Starting on Friday, e-cigarettes will be banned on most public property in the city and rest of Durham County.
That includes areas within 100 feet of bus stops, in public parks, enclosed shopping malls, elevators, some sidewalks and city and county property. The county has banned smoking from those areas since 2012, and county commissioners voted in September to expand the rules to include electronic cigarettes, or battery powered nicotine delivery devices.
“We will start putting signs up in January,” said county Public Health Director Gayle Harris. Enforcement will begin in July.
The county rule is essentially meant to be educational, Harris said. Violators, however, could be fined up to $50 after an oral or written warning, the rule states.
A state law banned smoking in most bars, restaurants and many lodging establishments in 2010. While the county doesn’t have the authority to prevent the use of e-cigarettes in those spaces, Harris said a letter was sent to restaurants and bars stating that owners have the option to ban e-cigarettes in their establishments.
Advocates of e-cigarettes have distinguished their use from smoking in general and contend they’re a less harmful alternative that helps people reduce their tobacco use.
Opponents, including the American Heart Association and the American Lung Association, have expressed concern about the health implications of inhaling chemicals found in e-juices and about the electronic delivery method being a gateway for non-smokers. Others have raised concerns about the use of e-cigarettes by teens.
While the U.S. Food and Drug Administration is still deciding how it will handle e-cigarettes, research indicates that people are exposed to toxins as a result of e-cigarettes, Harris said.
Harris points to a letter from the U.S. Centers for Disease Control and Prevention that states chemicals that pose health risks have been documented in some electronic nicotine delivery systems, including e-cigarettes.
The health effects may not be limited to users, the CDC wrote. Electronic delivery systems use an aerosol that contains nicotine and additional toxins, the agency said.
“Thus, it’s not as safe as clean air,” the letter states. While the toxins may be lower than cigarettes, there are hundreds of manufacturers of devices and related juices and no manufacturing standards.
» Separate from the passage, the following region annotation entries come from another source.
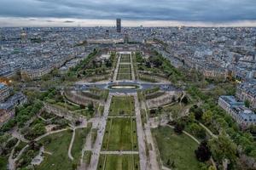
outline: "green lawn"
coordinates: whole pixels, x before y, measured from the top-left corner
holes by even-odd
[[[44,145],[45,151],[52,155],[44,154],[44,160],[36,167],[39,170],[72,170],[73,162],[68,158],[68,146],[72,138],[72,132],[67,130],[49,135],[39,142]]]
[[[74,162],[79,163],[84,144],[85,143],[86,136],[89,133],[89,128],[78,128],[76,129],[76,135],[73,141],[73,148],[71,150],[72,156],[74,158]]]
[[[131,74],[121,74],[119,73],[117,76],[117,80],[131,80]]]
[[[185,134],[177,135],[168,127],[152,130],[156,139],[162,162],[170,168],[200,169],[199,162],[195,156],[198,144]],[[167,162],[170,159],[170,164]],[[174,162],[174,167],[172,167]]]
[[[137,150],[135,118],[108,118],[102,150]]]
[[[118,80],[131,80],[131,65],[119,65]]]
[[[121,55],[121,63],[131,63],[131,57],[130,55]]]
[[[134,116],[134,99],[132,96],[113,96],[112,98],[109,116]]]
[[[138,155],[101,155],[98,170],[138,170]]]

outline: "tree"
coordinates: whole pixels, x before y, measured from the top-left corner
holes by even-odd
[[[184,129],[185,126],[183,122],[177,122],[174,126],[174,132],[180,134],[183,133],[183,130]]]
[[[192,112],[195,114],[195,117],[196,120],[201,120],[202,114],[203,114],[202,109],[198,107],[196,105],[193,105],[189,109],[189,112]]]
[[[94,113],[93,103],[90,103],[88,105],[88,111],[89,111],[90,115],[92,115]]]
[[[236,144],[225,133],[220,133],[218,138],[208,142],[214,160],[222,163],[228,159],[231,163],[236,161]]]
[[[187,96],[184,96],[184,97],[182,99],[181,102],[182,102],[183,104],[184,104],[185,105],[188,105],[189,99],[188,99]]]
[[[204,112],[201,119],[206,124],[210,124],[212,120],[212,112],[211,110],[207,110]]]
[[[205,129],[196,123],[192,123],[189,126],[189,129],[198,138],[204,139],[207,136]]]
[[[246,107],[250,107],[250,101],[247,100],[247,99],[246,99],[246,100],[244,101],[244,105],[245,105]]]
[[[195,150],[195,154],[200,162],[207,162],[211,158],[212,152],[207,140],[203,140],[200,144],[197,150]]]

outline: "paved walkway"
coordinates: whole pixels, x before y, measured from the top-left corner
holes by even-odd
[[[117,76],[118,76],[119,70],[120,60],[121,60],[121,57],[120,57],[120,54],[119,54],[116,67],[115,67],[113,76],[113,82],[116,81],[116,79],[117,79]]]
[[[72,139],[71,139],[71,142],[69,144],[68,153],[67,153],[69,159],[71,159],[72,161],[73,160],[73,157],[71,152],[72,152],[72,147],[73,147],[73,144],[75,136],[76,136],[76,129],[74,128],[74,129],[73,129]]]
[[[105,155],[133,155],[139,154],[138,151],[101,151],[101,154]]]
[[[99,158],[100,158],[100,153],[101,153],[102,140],[103,140],[106,124],[107,124],[108,110],[109,110],[109,107],[110,107],[110,102],[112,99],[112,95],[113,94],[109,94],[109,95],[108,97],[108,99],[107,99],[107,102],[106,102],[105,107],[104,107],[103,116],[101,118],[101,121],[99,122],[99,124],[98,124],[97,138],[95,142],[94,147],[91,150],[92,156],[91,156],[90,163],[89,166],[90,170],[96,170],[96,168],[97,168],[97,164],[98,164]]]
[[[135,81],[135,73],[134,73],[134,67],[133,67],[133,61],[132,61],[132,54],[130,54],[131,58],[131,80]]]
[[[140,169],[147,169],[145,134],[143,128],[142,117],[140,113],[140,106],[137,99],[137,94],[133,94],[133,96],[134,96],[134,103],[135,103],[137,143],[138,143],[139,157],[140,157]]]

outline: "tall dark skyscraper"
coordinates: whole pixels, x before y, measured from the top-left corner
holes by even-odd
[[[121,19],[116,19],[116,31],[121,32]]]

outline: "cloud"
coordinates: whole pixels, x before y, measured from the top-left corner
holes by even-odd
[[[64,23],[73,23],[73,20],[65,20]]]
[[[50,22],[49,22],[50,20]],[[67,22],[73,21],[73,22]],[[256,20],[237,20],[229,22],[203,22],[203,21],[177,21],[177,20],[122,20],[123,26],[239,26],[256,27]],[[20,18],[20,17],[0,17],[0,26],[6,27],[26,27],[26,26],[113,26],[115,20],[84,20],[71,18]]]
[[[255,0],[1,0],[1,17],[230,22],[255,20]]]

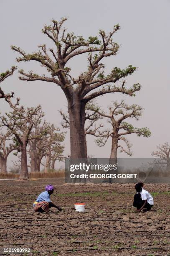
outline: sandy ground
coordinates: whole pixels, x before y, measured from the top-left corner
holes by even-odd
[[[134,184],[64,182],[62,179],[0,181],[0,255],[4,248],[60,256],[170,255],[169,184],[146,184],[154,206],[139,213],[132,206]],[[64,210],[52,208],[48,215],[37,215],[33,202],[49,184],[56,189],[51,200]],[[86,203],[86,211],[76,212],[76,202]]]

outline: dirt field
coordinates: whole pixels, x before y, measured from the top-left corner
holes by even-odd
[[[146,184],[155,205],[137,213],[132,207],[134,184],[64,182],[0,181],[0,255],[13,248],[30,248],[30,255],[170,255],[170,185]],[[56,189],[51,200],[64,211],[37,215],[33,202],[49,184]],[[86,203],[86,212],[75,212],[76,202]]]

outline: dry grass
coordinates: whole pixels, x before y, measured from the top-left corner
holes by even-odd
[[[41,179],[46,178],[63,178],[65,177],[65,170],[60,170],[53,172],[30,172],[29,178]],[[0,173],[0,179],[18,179],[19,174],[8,173],[7,174]]]

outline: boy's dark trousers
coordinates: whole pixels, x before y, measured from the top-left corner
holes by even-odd
[[[134,196],[134,200],[133,200],[133,206],[136,207],[137,210],[139,210],[142,206],[143,205],[145,202],[144,200],[142,200],[140,197],[140,195],[139,193],[135,194]],[[153,205],[151,205],[147,202],[146,204],[145,205],[144,208],[146,208],[147,210],[149,211],[151,209]]]

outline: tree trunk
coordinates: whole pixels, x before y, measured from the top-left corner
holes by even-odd
[[[45,166],[44,172],[46,173],[48,172],[48,170],[50,169],[50,162],[51,162],[51,157],[50,154],[47,155],[46,159],[46,165]]]
[[[117,138],[114,136],[113,136],[112,138],[112,148],[111,153],[110,154],[110,160],[109,161],[109,164],[117,164]],[[108,172],[109,173],[109,171]],[[117,169],[114,172],[112,172],[112,173],[117,174]],[[112,184],[112,181],[111,179],[109,179],[109,182]]]
[[[40,157],[38,156],[37,158],[37,168],[38,171],[39,172],[40,172],[40,166],[41,164],[41,161],[43,156],[43,155],[41,155]]]
[[[55,170],[55,163],[56,162],[56,159],[53,159],[52,160],[52,164],[51,164],[51,169],[53,170]]]
[[[20,172],[20,179],[28,179],[28,171],[27,166],[27,144],[23,143],[21,147],[21,170]]]
[[[1,172],[2,173],[7,173],[7,158],[1,157],[0,161],[0,165]]]
[[[39,172],[38,166],[37,153],[36,142],[32,141],[30,144],[30,156],[31,158],[30,171],[31,172]]]
[[[84,133],[85,104],[79,99],[69,108],[70,129],[71,158],[87,158]]]
[[[114,136],[112,137],[111,153],[110,159],[114,159],[117,163],[117,139]]]

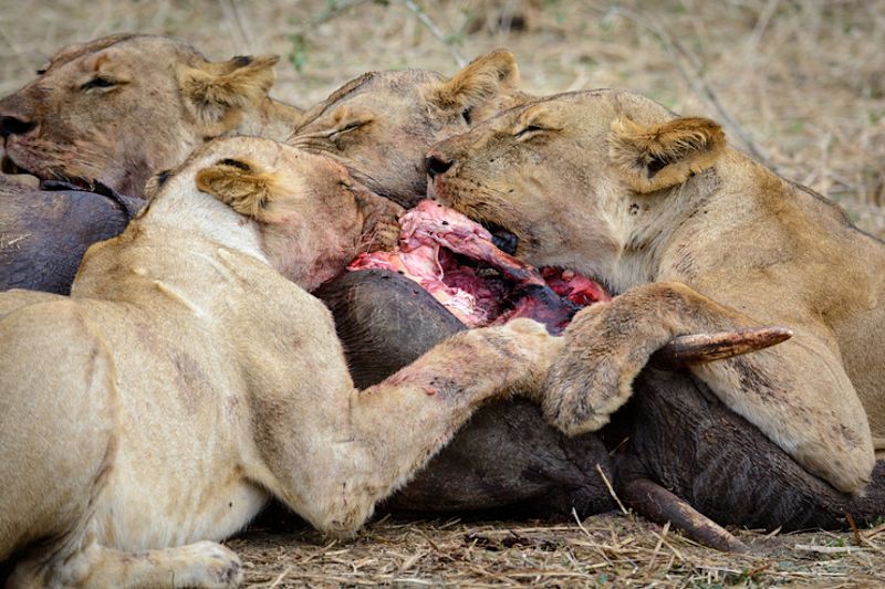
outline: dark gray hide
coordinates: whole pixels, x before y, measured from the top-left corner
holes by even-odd
[[[391,272],[345,274],[316,294],[335,316],[358,387],[464,328],[430,295]],[[846,496],[802,470],[687,372],[654,369],[643,372],[632,402],[598,435],[565,438],[525,401],[483,408],[388,506],[532,517],[568,517],[574,507],[591,515],[614,507],[596,464],[637,511],[658,519],[668,516],[654,513],[658,497],[644,495],[645,481],[720,524],[840,529],[846,513],[858,525],[885,514],[885,463],[877,464],[864,497]]]
[[[118,234],[144,204],[104,187],[65,188],[37,190],[0,177],[0,291],[69,294],[86,248]]]

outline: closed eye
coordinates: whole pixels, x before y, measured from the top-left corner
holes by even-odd
[[[116,85],[117,82],[111,80],[110,77],[95,76],[85,84],[83,84],[82,86],[80,86],[80,90],[82,90],[83,92],[88,92],[95,88],[112,88]]]
[[[345,134],[354,132],[354,130],[358,129],[360,127],[363,127],[363,126],[365,126],[367,124],[368,124],[368,120],[355,120],[353,123],[347,123],[345,126],[339,127],[337,129],[334,129],[332,133],[329,134],[329,136],[330,137],[337,137],[340,135],[345,135]]]
[[[519,137],[527,137],[527,136],[529,136],[531,134],[540,133],[542,130],[549,130],[549,129],[545,128],[545,127],[539,127],[538,125],[529,125],[528,127],[525,127],[525,128],[521,129],[519,133],[517,133],[516,137],[518,137],[518,138]]]

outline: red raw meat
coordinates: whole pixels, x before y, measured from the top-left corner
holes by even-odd
[[[482,225],[431,200],[404,214],[399,227],[395,251],[362,253],[347,270],[398,272],[468,327],[531,317],[559,333],[580,307],[610,298],[602,286],[570,270],[538,271],[502,252]],[[506,281],[459,265],[454,254],[498,270]]]

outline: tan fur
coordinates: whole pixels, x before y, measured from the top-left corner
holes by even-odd
[[[268,207],[243,193],[250,175],[273,178],[271,198],[256,197]],[[561,338],[529,320],[458,335],[354,388],[304,288],[392,207],[326,158],[219,139],[88,250],[71,297],[0,294],[0,561],[21,557],[10,585],[236,586],[239,560],[215,541],[269,496],[352,535],[479,404],[539,389]]]
[[[409,207],[425,194],[424,154],[524,102],[513,55],[497,50],[451,78],[407,70],[364,74],[311,108],[288,143],[344,164],[371,190]]]
[[[783,325],[789,341],[693,368],[810,472],[866,484],[885,449],[885,248],[835,206],[725,147],[710,120],[618,91],[509,111],[430,151],[431,192],[519,236],[518,255],[615,293],[566,330],[545,410],[595,430],[669,338]]]
[[[206,139],[284,139],[301,111],[268,96],[275,56],[206,61],[183,41],[113,35],[71,45],[0,101],[0,116],[32,125],[6,156],[41,179],[142,196],[147,179],[180,165]]]

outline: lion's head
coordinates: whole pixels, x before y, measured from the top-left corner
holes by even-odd
[[[711,120],[679,118],[623,91],[568,93],[435,146],[428,192],[513,233],[517,255],[529,263],[573,269],[620,291],[614,266],[655,239],[635,231],[654,227],[637,221],[669,214],[654,204],[673,190],[694,190],[689,179],[723,149]]]
[[[357,253],[395,245],[403,209],[355,181],[341,164],[260,137],[229,137],[197,149],[152,180],[144,214],[163,194],[194,186],[256,224],[271,264],[312,291]],[[183,188],[184,187],[184,188]]]
[[[177,166],[207,138],[256,132],[267,113],[281,114],[268,97],[275,62],[208,62],[187,43],[149,35],[69,45],[0,101],[3,171],[97,179],[140,196],[153,173]],[[293,118],[288,128],[277,122],[279,138],[291,134],[298,113],[284,115]]]
[[[329,155],[369,189],[413,206],[425,192],[427,149],[525,99],[518,85],[506,50],[450,78],[421,70],[364,74],[310,109],[289,143]]]

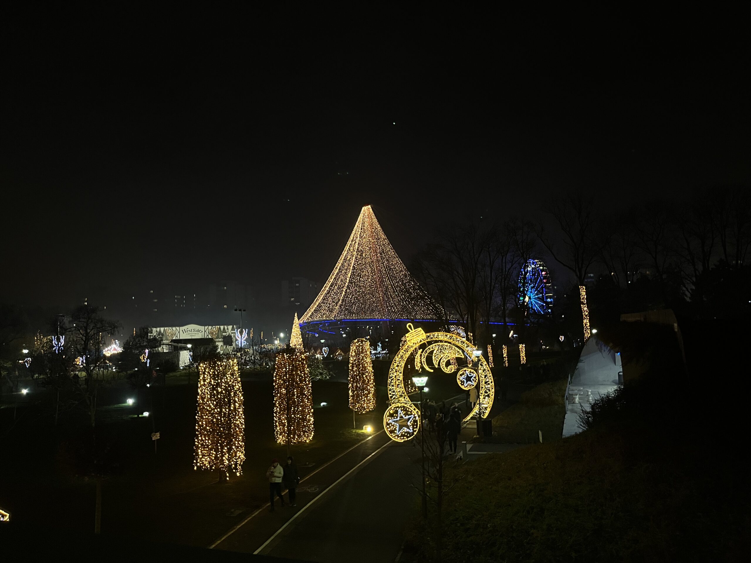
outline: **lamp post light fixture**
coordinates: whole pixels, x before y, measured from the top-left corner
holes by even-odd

There is no way to ensure that all of the devices and juices “have acceptably low levels of toxicants,” the CDC says, and some of the devices could be modified to deliver marijuana and other psychoactive substances.
Another concern, Harris said, is the use of e-cigarettes by teenagers. The CDC letter says that from 2011 to 2013 the use of e-cigarettes by nonsmokers in middle and high school students increased three-fold to more than 263,000.
‘Slap in face’
Marc Sylvestre, co-owner of The Vapor Girl, which has five retail stores that sell e-cigarettes and juices – including one in Durham – said the rule change is a “slap in the face” to those who are trying to quit smoking.
Sylvestre said there are no studies that indicate vaping affects others’ health the way second-hand smoke does. He described such bans as an “irrational panic” by people who think vaping is the same as smoking.
“From my point of view, I don’t think it is particularly logical, “ he said.